Fui hasta el dormitorio y la contemplé dormir despatarrada en su cuna con la placidez de lo bienaventurados. Mariana se me acercó y puso su mano en mi hombro. Una oleada de felicidad me invadió. Allí estábamos las tres, unidas por una ternura envolvente como una marea silenciosa. Le di a Clarita un beso en la frente, más simbólico que real, casi sin tocarla., porque no quería perturbar su sueño. Volvimos a la cocina y me senté. Mariana se sentó a mi lado, y se quedó callada, algo extraño en ella, siempre inventando cosas para moverse. Sentí que por fin había llegado el momento de dialogar con mi hija como dos mujeres adultas.
 En el dormitorio, Clarita emitió un sonido como una ramita que se quiebra. Me levanté, como para ir a verla, pero Mariana me dijo: “Tranquila, no es nada”.
  No, no era nada, pero me había sonado como un preludio triste.
  Apenas Mariana me cebó el primer mate, oímos retumbar en el pasillo el taconeo de varias botas machistas. Supe sin lugar a dudas que venían hacia nosotras.
  – ¡Abran! ¡Policía!
    Mariana y yo nos pusimos de pie, mudas, aterradas.
  – ¡Sabemos que Mariana López está ahí! ¡Abran! ¡Cuánto antes, mejor! ¡No nos hagan perder la paciencia!
  Imposible escapar. Imposible resistir.
  – ¡Abran o rompemos la puerta!
  Mariana abrió. Tres soldados, con ropa de fajina, entraron apuntando con armas largas. Detrás, un tipo joven, corte de pelo a la americana, camisa bien planchada y campera de cuero, informó:
  – Orden de llevarnos a Mariana López y a Oscar Marino.
  – Oscar no está -dijo Mariana.
  – ¡Revisen!
  Los uniformados recorrieron todo el departamento, lo que les llevó muy poco tiempo. Mientras tanto, el de civil hurgaba displicentemente los cajones y placares de la cocina.

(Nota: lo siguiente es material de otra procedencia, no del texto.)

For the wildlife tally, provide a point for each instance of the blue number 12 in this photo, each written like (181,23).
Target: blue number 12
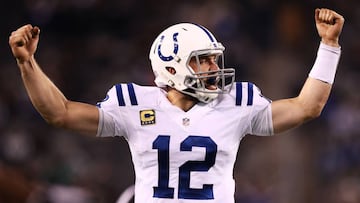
(162,144)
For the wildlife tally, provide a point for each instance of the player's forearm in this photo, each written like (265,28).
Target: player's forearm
(313,97)
(44,95)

  – Esperaremos hasta que llegue.
  – ¿Dónde está la orden de allanamiento? -se animó a decir Mariana.
  – No te me insolentes. Ya vas a saber lo que es bueno.
  Su voz sonó como un rugido corto, bajo, pero con mucha fuerza. Parecía recién bañado y olía a perfume inglés. Yo sentí mucha culpa por pensar estas cosas, en semejante trance. ¿Soy una desalmada?, me preguntaba.

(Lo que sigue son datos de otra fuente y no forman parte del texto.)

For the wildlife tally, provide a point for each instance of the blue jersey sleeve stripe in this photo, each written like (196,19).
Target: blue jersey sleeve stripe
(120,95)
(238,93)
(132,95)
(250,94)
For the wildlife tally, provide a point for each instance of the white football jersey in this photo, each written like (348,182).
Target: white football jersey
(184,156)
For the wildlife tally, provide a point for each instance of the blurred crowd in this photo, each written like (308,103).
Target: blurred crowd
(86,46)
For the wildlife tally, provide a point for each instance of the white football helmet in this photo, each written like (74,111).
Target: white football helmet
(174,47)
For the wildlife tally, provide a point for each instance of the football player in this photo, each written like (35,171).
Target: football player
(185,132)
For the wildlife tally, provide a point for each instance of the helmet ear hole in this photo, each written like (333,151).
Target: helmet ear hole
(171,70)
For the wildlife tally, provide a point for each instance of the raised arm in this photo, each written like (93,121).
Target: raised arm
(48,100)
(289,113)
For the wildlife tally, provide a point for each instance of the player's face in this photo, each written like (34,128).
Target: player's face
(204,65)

  En ese momento sonaron varios ruidos secos en el pasillo. Aunque no quisiera admitirlo, tenía que reconocer que habían sido cinco o seis balazos. Mariana intentó salir corriendo pero los soldados la sujetaron.
  Alguien afuera, informó:
  – Le dimos.
  Mariana gritó:
  – ¡Asesinos!
  El de civil ordenó:
  – Llévensela.
  Actuaban mecánicamente, sin perder ni un segundo.
  – ¿Y a ésta?, preguntó uno de los soldados señalándome a mí. Con dos soldados sujetándola por los brazos, Mariana me envió una mirada trascendente, una mirada en clave, dirigida sólo a mí, que yo descifré sin pestañear. En seguida miró a los hombres y gritó:
  – ¡Es una vecina! ¡Déjenla!
  No sé si le creyeron o qué, lo cierto es que se fueron como si yo fuera una cosa que no importaba.
A Mariana la arrastraron hasta el Ford Falcon verde estacionado a la puerta, según me contó el único vecino que se atrevió más tarde a dirigirme la palabra. A Oscar, malherido o muerto, lo habían tirado en el jeep.
Yo corrí hasta la cuna porque Clarita lloraba a gritos. La alcé y la acuné hasta que se calmó. Entonces recostó su cabecita en mi pecho, como buscando la teta y balbuceó “mamá”.
  Desde ese día fui la mamá de mi nieta.